In turn, this reminds me of even more useful information at the website of the American Independent Business Alliance with reference to what defines an independent local business. Chain tech support might contradict this definition.

But wait … linked to the article via Twitter … an artful cut and paste … and voila! It’s a stolen base, and a city budget, although no mention is made of the drama reported earlier in the evening by @Iamhoosier:

Meeting has been calm but the brief confrontation between Coffey & Caesar was as “bad” as I’ve seen in the years I’ve been attending.

To which I replied:

Caesar is as wretched a councilman as I’ve seen in the years I’ve been attending. Absolutely, positively sans a clue.

Take it away, “local” decision-makers.

New Albany council approves $22M budget, by Daniel Suddeath

While the Floyd County Council grappled with a $3.6 million shortfall Thursday evening, the New Albany City Council passed its 2014 budget last night with only one “no” vote.

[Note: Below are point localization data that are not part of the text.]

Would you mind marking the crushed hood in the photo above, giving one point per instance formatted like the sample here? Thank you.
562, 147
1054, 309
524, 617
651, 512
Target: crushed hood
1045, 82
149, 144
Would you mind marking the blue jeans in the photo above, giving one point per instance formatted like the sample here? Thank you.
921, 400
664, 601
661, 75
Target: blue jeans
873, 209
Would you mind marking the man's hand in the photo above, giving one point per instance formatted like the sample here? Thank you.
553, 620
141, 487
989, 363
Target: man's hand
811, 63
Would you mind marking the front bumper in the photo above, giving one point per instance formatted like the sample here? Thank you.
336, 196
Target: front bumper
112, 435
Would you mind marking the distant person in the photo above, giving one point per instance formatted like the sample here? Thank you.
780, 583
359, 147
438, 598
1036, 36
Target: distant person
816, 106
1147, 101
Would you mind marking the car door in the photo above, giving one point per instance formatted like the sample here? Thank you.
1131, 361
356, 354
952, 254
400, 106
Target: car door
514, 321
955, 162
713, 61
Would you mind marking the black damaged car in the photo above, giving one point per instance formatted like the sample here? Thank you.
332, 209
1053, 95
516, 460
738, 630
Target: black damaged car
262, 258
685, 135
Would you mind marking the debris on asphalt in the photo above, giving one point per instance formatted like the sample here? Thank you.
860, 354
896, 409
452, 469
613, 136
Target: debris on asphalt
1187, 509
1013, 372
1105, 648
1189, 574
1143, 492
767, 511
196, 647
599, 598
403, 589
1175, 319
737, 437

The $22 million fiscal plan includes a 3 percent raise for nonunion employees, including all elected officials except for council members. Councilman Dan Coffey called for the council’s raise to be removed earlier this month, and the adjusted salaries for elected officials were approved on final reading Thursday. The city’s budget is expected to be balanced, though final approval will come later from the state.

“They were very professional and very diligent,” Councilman Scott Blair said of Mayor Jeff Gahan’s administration in preparing the 2014 budget.

However Councilwoman Diane McCartin-Benedetti cast the lone no vote against the budget, in part because she said she struggled to obtain some information from the administration. After the meeting, Benedetti said she had requested a breakdown of the percentage increase per department in funding for the 2014 budget compared to this year.

She said she initially made the request at the onset of budget negotiations several weeks ago, and again asked for the breakdown this week. Though Benedetti said she eventually crunched the numbers herself, she questioned why the administration failed to provide more information to the council before they voted on a $22 million budget.

“If I can’t get the information I’m asking for, how can I pass a budget?,” she said.

One particular aspect of the budget that Benedetti questioned was the addition of $200,000 to the Board of Public Works and Safety for quality-of-life projects. Benedetti and Councilman Kevin Zurschmiede opposed the council’s decision earlier this year when the body appropriated $100,000 to the board of works for quality-of-life projects.

Some of those funds were used for the city’s summer concert series, and $1,000 was spent by the board for an Independence Day celebration in Coffey’s district.

Coffey was one of the main organizers of the event, which featured live music and fireworks, and requested the funds from the board of works.

During the meeting, Benedetti asked Shane Gibson, an attorney in the city’s legal department, if the administration would agree to earmark $1,000 per council district and also set aside some funds for At-large council members so that each can have similar events throughout the year. Gibson said the administration would consider any requests brought forward by the council pertaining to quality-of-life projects.

Benedetti said following the meeting that she’s still uneasy with an additional $200,000 being set aside for a board that’s appointed.

“I’m all about quality-of-life, but that’s a huge number to put at their discretion for them to decide what is quality-of-life,” she said.

Benedetti added that she wants to cooperate with the administration, but also believes that information should be made more easily available to council members. She also questioned Council President Pat McLaughlin during the course of the meeting about the status of the annual city audit performed by the state.

State auditors have been in New Albany wrapping up their work, and Gibson said the audit may be published sometime next month. Administration officials said no drastic issues have been pointed out by auditors in regards to the city’s finances or procedures.

Benedetti said that the audit is another example of an issue that the council needs to be made aware of without having to ask.

The budget was approved 7-1. Councilman Greg Phipps was absent from the meeting.